Involvement of fractalkine and macrophage inflammatory protein-1 alpha in moderate-severe depression

1Chair of Immunopathology, Department of Human Pathology, University of Messina, Italy
2Department of Pediatrics Science, University of Messina, Italy
3School and Division of Neurology, Department of Neurosciences, University of Messina, Italy
4Department of Neurosciences, Psychiatry and Anesthesiology, University of Messina, Italy
5SPDC, Azienda Ospedaliera Bianchi-Melacrino-Morelli, Reggio Calabria, Italy
6Bone Marrow Transplant Unit, Azienda Ospedaliera Bianchi-Melacrino-Morelli, Reggio Calabria, Italy
7School of Allergy and Clinical Immunology, Department of Human Pathology, University of Messina, Italy

Copyright © 2004 Hindawi Publishing Corporation.

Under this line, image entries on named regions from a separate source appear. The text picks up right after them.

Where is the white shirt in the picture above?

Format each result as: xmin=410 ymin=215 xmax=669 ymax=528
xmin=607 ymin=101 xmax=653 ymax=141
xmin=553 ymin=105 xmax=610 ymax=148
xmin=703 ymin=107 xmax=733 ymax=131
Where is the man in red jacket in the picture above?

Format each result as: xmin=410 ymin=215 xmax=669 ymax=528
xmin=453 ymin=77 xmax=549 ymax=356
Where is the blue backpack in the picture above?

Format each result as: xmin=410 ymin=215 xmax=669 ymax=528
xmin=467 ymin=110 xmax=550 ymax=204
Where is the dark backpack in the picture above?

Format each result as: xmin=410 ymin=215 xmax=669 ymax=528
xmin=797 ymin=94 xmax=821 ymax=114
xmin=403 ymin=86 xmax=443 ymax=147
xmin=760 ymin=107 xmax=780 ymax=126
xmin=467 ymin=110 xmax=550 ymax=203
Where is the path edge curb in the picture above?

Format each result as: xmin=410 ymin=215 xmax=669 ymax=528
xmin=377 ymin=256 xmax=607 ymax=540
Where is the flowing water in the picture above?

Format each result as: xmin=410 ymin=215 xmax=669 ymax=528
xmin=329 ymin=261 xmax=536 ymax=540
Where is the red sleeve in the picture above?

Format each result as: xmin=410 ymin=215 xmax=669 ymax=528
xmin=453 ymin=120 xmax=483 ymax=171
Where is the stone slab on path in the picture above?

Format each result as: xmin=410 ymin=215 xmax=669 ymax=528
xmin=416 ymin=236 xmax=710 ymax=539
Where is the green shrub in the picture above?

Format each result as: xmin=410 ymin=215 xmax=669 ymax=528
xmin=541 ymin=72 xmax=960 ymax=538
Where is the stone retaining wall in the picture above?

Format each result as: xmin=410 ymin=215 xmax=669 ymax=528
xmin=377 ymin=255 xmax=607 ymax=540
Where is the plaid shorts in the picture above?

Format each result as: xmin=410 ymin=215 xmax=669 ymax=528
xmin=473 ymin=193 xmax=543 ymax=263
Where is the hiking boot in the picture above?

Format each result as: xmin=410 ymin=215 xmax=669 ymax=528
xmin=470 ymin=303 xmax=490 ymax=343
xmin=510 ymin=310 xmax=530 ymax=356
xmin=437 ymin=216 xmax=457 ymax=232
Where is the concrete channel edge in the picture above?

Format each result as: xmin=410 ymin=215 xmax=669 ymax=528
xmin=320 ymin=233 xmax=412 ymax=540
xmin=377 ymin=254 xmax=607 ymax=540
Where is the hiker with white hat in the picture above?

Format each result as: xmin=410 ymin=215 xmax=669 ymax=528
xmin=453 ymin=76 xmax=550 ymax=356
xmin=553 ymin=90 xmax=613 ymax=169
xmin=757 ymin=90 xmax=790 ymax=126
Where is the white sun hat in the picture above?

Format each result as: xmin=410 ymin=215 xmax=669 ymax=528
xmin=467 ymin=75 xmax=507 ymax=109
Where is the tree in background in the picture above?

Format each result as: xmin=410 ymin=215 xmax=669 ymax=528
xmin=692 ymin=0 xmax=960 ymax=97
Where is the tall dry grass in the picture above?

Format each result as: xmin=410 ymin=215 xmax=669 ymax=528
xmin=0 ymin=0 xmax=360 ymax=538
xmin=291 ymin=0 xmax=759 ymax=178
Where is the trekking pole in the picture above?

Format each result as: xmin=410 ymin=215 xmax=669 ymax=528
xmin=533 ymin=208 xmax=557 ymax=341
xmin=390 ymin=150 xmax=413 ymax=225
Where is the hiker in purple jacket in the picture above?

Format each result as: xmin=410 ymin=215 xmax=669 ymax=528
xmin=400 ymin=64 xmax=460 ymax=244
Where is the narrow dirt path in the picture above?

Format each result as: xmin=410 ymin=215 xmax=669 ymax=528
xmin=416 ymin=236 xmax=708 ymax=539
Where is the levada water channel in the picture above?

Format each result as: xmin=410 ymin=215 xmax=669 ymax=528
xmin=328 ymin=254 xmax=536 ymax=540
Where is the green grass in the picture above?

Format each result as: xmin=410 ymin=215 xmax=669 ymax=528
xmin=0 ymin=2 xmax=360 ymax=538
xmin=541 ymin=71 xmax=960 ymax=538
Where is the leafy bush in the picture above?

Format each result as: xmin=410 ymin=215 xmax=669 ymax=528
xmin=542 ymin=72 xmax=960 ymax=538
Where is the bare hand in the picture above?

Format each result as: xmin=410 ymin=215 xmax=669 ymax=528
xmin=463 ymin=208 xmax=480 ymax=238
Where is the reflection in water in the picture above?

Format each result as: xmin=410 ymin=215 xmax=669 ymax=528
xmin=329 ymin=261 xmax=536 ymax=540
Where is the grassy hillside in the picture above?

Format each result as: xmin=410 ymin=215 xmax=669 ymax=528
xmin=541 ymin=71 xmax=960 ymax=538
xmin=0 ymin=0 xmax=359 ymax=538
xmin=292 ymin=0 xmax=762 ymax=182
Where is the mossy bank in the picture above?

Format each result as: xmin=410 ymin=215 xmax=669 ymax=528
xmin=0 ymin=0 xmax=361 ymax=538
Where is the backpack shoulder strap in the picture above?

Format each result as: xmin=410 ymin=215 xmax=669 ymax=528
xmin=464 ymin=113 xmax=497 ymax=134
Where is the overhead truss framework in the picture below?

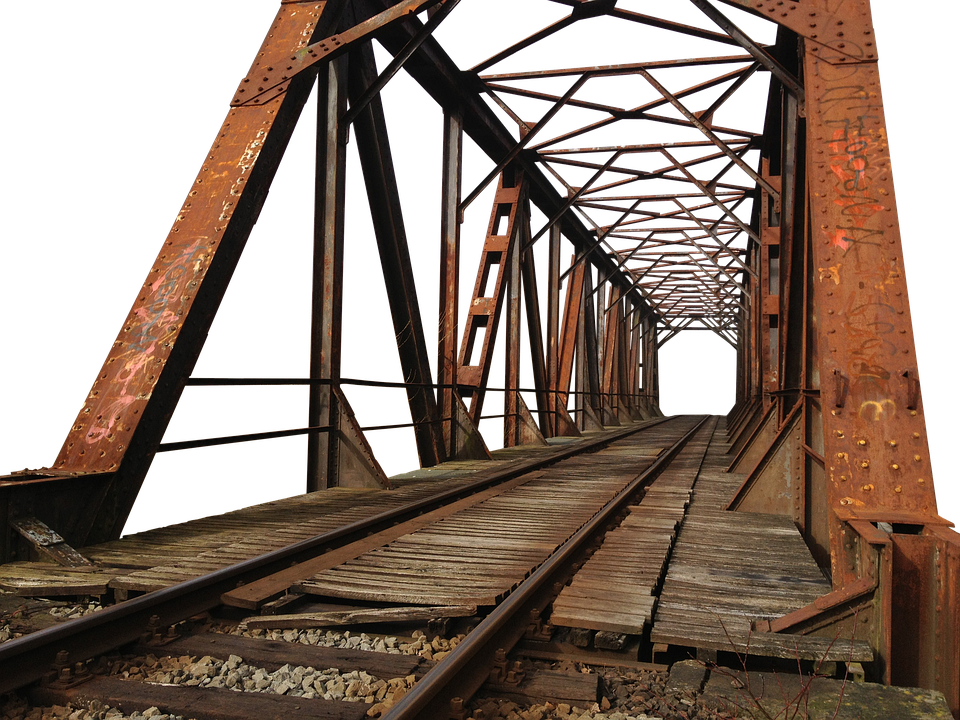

This is an open access article distributed under the Creative Commons Attribution License, which permits unrestricted use, distribution, and reproduction in any medium, provided the original work is properly cited.

Abstract

MODERATE-severe depression (MSD) is linked to overexpression of proinflammatory cytokines and chemokines. Fractalkine (FKN) and macrophage inflammatory protein-1 alpha (MIP-1α) are, respectively, members of CX3C and C-C chemokines, and both are involved in recruiting and activating mononuclear phagocytes in the central nervous system. We analysed the presence of FKN and MIP-1α in sera of untreated MSD patients and healthy donors. High FKN levels were observed in all MSD patients as compared with values only detectable in 26% of healthy donors. MIP-1α was measurable in 20% of patients, while no healthy donors showed detectable chemokine levels. In conclusion, we describe a previously unknown involvement of FKN in the pathogenesis of MSD, suggesting that FKN may represent a target for a specific immune therapy of this disease.